La República Democrática del Congo es hoy una gran caldera en ebullición a la que el Papa no ha llevado un programa preciso de transformación social. Al igual que el apóstol Pedro, él no tiene oro ni plata, tan solo el anuncio de Cristo resucitado que genera una dinámica nueva en la historia: en un mundo abatido por la violencia y la guerra los cristianos tenemos que hacer como Jesús, proclamar el anuncio inesperado de la paz. La paz a la que se refería el Papa no es únicamente el silencio de las armas, sino la verdadera amistad que implica la certeza compartida de que la vida es un gran bien, porque es respuesta al sí de Dios a los hombres.
Esta paz se alimenta de tres fuentes: el perdón, la comunidad y la misión.

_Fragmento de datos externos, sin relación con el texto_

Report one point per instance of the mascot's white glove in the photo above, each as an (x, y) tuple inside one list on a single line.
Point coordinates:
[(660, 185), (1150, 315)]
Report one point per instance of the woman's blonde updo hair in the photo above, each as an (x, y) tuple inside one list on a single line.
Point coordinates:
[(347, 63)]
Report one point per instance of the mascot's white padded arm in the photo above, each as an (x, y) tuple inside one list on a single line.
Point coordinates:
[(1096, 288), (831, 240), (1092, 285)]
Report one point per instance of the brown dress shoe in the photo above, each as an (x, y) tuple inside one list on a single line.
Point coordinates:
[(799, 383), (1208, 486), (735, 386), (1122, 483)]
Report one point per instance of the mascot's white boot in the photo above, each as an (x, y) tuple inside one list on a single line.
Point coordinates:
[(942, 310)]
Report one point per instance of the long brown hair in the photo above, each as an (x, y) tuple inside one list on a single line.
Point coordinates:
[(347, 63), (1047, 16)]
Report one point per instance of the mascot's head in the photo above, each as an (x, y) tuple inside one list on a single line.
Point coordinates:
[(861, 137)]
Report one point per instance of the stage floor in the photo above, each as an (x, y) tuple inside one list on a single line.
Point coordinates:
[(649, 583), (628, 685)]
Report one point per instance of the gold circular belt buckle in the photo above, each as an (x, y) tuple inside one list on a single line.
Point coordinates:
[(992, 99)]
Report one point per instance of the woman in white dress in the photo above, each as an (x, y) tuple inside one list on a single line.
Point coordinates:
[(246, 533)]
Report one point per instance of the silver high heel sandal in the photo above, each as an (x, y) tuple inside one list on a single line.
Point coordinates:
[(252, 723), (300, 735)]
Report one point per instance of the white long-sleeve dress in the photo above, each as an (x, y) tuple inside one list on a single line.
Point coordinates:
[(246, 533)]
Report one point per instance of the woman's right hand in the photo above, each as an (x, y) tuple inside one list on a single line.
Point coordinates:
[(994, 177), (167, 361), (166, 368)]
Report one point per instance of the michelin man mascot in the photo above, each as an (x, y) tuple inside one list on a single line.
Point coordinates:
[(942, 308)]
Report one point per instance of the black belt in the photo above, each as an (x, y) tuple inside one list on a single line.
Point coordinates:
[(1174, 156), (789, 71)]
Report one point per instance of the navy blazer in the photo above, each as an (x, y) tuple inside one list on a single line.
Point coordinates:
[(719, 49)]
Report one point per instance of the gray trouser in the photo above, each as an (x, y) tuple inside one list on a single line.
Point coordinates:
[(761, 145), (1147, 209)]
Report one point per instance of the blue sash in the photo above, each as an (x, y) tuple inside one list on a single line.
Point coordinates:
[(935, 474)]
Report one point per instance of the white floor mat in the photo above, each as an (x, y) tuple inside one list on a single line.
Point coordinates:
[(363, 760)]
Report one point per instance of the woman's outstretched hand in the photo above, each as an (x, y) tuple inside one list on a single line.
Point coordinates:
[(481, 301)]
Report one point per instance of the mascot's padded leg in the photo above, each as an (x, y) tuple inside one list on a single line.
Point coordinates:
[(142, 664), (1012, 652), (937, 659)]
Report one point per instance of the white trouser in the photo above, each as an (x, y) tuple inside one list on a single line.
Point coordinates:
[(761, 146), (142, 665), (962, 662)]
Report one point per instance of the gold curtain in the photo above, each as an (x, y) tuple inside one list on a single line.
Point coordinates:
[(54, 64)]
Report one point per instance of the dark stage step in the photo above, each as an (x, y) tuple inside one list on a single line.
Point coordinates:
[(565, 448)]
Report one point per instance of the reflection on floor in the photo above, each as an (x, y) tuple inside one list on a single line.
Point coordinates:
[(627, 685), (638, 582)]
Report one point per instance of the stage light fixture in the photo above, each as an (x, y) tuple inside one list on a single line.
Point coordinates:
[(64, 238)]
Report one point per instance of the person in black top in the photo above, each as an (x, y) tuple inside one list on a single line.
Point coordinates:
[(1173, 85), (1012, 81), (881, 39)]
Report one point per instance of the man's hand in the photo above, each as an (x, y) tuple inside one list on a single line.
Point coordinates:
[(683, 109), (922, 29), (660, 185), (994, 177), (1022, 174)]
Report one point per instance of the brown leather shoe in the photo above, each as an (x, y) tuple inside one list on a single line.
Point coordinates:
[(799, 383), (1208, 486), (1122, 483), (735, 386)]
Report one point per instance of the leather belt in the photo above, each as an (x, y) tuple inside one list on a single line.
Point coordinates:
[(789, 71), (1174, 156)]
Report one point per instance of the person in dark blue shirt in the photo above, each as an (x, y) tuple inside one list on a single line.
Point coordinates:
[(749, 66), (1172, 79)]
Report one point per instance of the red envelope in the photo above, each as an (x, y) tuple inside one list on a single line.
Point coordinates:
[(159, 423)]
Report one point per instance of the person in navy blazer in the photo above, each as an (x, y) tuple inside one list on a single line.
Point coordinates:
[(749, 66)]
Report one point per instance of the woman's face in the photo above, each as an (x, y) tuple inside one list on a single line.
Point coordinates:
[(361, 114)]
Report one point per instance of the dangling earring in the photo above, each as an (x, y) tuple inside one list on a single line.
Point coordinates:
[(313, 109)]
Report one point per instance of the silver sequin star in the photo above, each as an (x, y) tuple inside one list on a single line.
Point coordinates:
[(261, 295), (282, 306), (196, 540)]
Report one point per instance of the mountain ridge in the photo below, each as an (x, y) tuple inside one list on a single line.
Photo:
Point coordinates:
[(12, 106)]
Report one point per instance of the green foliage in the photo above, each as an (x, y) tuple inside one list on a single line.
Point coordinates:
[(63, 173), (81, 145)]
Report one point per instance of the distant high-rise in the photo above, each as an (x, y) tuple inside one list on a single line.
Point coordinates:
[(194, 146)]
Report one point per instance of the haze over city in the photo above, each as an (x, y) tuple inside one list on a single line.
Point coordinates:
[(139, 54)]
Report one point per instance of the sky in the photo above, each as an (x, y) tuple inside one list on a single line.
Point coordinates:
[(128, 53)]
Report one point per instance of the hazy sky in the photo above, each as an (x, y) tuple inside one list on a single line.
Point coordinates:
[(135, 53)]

Con Jesús presente tenemos la posibilidad de ser perdonados y de volver a empezar, y también la fuerza para perdonarnos a nosotros, a los demás y a la historia. Jesús entrega su paz a la primera comunidad de los apóstoles, amasada por el Espíritu Santo, en la que ya no domina lo que separa a sus miembros sino lo que los une. De esta forma la comunidad cristiana custodia hasta hoy la paz de Jesús y la comunica sin descanso. La paz se construye no cuando hacemos análisis crítico, sino cuando somos testigos del amor apasionado de Dios por cada ser humano. También en el Occidente secularizado la comunidad cristiana (pequeña o grande) custodia y comunica la paz de Jesús, la única que hace justicia al corazón del hombre. Nuestra pobreza de soluciones para afrontar el desafío de una cultura crecientemente extraña indica que ya no disponemos de oro ni plata. Pero tenemos a Cristo, el único que siempre genera una novedad allí donde es acogido y seguido con sencillez.